Over at the Sheraton Towers in midtown today, assorted tourists and gawkers were checking out a preview of the auction of belongings the U.S. Marshals had seized from the estate of Bernard Madoff, which will be officially for sale at 10 a.m. tomorrow. The bulk of the things on offer is jewelry belonging to Ruth Madoff, and the Ponzi schemer's famed Rolex collection, which was laid out in well-lit cases alongside the various other trinkets Feds have seized in recent years, including a "grill" mouthpiece studded with rhinestones and tiny rose-gold crosses and a fourteen-karat, diamond-studded pendant reading "4 Life or Death." "How would you like that?" a stubby gentleman asked the woman with him, a tall, Louis Vuitton–toting blonde. They both laughed.

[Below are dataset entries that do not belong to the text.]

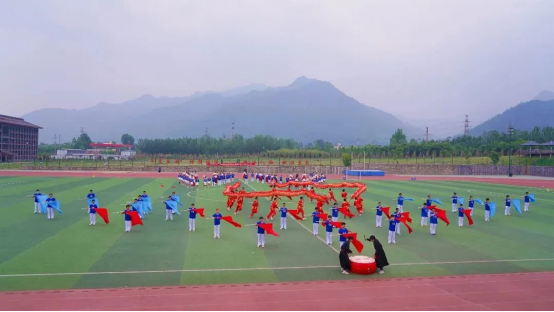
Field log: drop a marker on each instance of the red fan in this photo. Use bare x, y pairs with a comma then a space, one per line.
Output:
103, 213
231, 221
405, 222
135, 218
295, 215
268, 227
467, 212
346, 213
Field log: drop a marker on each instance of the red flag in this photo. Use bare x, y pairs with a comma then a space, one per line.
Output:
386, 211
324, 217
103, 213
135, 218
441, 214
230, 220
407, 216
357, 244
294, 213
405, 222
268, 227
467, 212
200, 211
345, 212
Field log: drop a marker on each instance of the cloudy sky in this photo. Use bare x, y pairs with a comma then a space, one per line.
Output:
418, 59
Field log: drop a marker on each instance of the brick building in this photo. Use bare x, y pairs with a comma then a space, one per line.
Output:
18, 139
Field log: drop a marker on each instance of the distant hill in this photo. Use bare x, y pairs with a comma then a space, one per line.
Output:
524, 116
305, 110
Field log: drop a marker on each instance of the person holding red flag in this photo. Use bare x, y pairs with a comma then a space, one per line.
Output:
273, 210
255, 206
329, 231
92, 212
461, 215
424, 215
129, 214
316, 218
261, 233
344, 195
360, 206
300, 208
332, 195
192, 218
434, 221
283, 211
397, 215
217, 222
320, 205
343, 230
379, 218
346, 207
393, 223
335, 213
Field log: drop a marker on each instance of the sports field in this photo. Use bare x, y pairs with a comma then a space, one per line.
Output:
67, 253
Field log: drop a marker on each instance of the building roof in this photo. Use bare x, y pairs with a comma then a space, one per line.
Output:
109, 145
17, 122
531, 143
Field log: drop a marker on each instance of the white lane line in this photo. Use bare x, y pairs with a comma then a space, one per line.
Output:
270, 268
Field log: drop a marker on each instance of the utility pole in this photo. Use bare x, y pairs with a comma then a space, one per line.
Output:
467, 128
427, 135
510, 131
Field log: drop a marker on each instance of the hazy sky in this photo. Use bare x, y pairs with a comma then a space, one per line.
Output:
423, 59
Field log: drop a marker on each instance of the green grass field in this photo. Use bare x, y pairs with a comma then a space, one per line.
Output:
66, 253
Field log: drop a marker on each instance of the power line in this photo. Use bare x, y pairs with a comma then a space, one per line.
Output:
467, 127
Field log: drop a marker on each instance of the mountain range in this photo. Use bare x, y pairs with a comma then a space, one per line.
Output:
305, 110
538, 112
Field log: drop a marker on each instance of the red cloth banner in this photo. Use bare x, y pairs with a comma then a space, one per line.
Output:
103, 213
231, 221
135, 218
268, 227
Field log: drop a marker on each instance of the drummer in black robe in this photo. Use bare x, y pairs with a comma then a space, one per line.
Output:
344, 257
380, 256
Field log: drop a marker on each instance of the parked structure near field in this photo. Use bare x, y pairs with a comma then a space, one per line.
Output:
18, 139
100, 151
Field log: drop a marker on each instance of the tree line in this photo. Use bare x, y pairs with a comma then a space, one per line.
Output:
268, 146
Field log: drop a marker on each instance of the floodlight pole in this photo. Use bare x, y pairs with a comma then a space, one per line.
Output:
510, 131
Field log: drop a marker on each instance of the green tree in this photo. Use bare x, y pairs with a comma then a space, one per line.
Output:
398, 138
347, 160
127, 139
398, 152
81, 142
495, 158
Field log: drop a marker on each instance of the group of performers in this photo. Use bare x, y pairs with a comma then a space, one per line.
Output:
273, 178
217, 179
136, 211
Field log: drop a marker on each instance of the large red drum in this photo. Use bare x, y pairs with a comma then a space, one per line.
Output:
363, 265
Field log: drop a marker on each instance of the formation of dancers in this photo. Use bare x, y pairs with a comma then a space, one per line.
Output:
137, 211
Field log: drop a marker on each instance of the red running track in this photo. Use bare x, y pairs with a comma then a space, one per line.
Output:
538, 183
507, 292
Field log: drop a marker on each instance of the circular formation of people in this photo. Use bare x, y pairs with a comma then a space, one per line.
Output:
137, 210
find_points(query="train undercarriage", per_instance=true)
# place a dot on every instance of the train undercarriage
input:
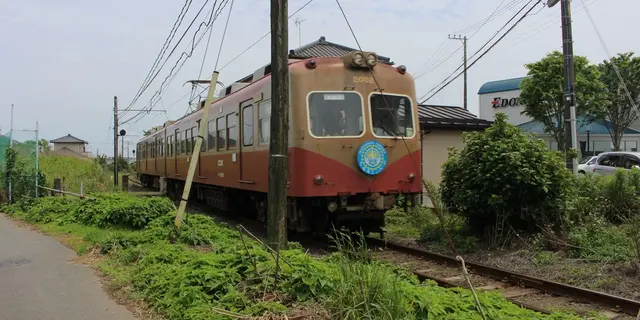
(360, 212)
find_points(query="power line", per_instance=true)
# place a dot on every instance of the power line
(606, 50)
(480, 57)
(170, 54)
(213, 17)
(163, 50)
(221, 7)
(473, 55)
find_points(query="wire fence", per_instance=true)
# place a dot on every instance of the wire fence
(19, 165)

The Madoff cache was the main attraction. The rest of the family's belongings were set up off to the side, in little vignettes, like displays in a Museum of Once-Happy Families. Art, sculptures, and assorted wooden furniture were grouped together in a homey way, while the more outdoorsy things — a boogie board with "Madoff" scrawled on it in Sharpie, a life preserver from one of the family yachts, golf tees, a couple of polo shirts embroidered with the BLMIS logo — were arranged jauntily together. And then there were the personal effects, which mostly belonged to Ruth: handbags, belts, a couple of pairs of boots, a row of fur coats in plastic bags. Looking at them felt strange, like rifling through someone's closet without their permission. Which, in a way, we were. "It looks like it's never been used," one of the women working the show marveled to a potential buyer of a Chanel handbag. "Can you imagine?" She shook her head. "I'm a very private person," she said. "Even if I did something really wrong, I wouldn't think it was right for people to go through all my things, judging me." At least they weren't selling off the contents of the Madoffs underwear drawer, we joked. Her eyes widened. "No, they are," she said. "We aren't selling it here, but they have all of it. They have everything."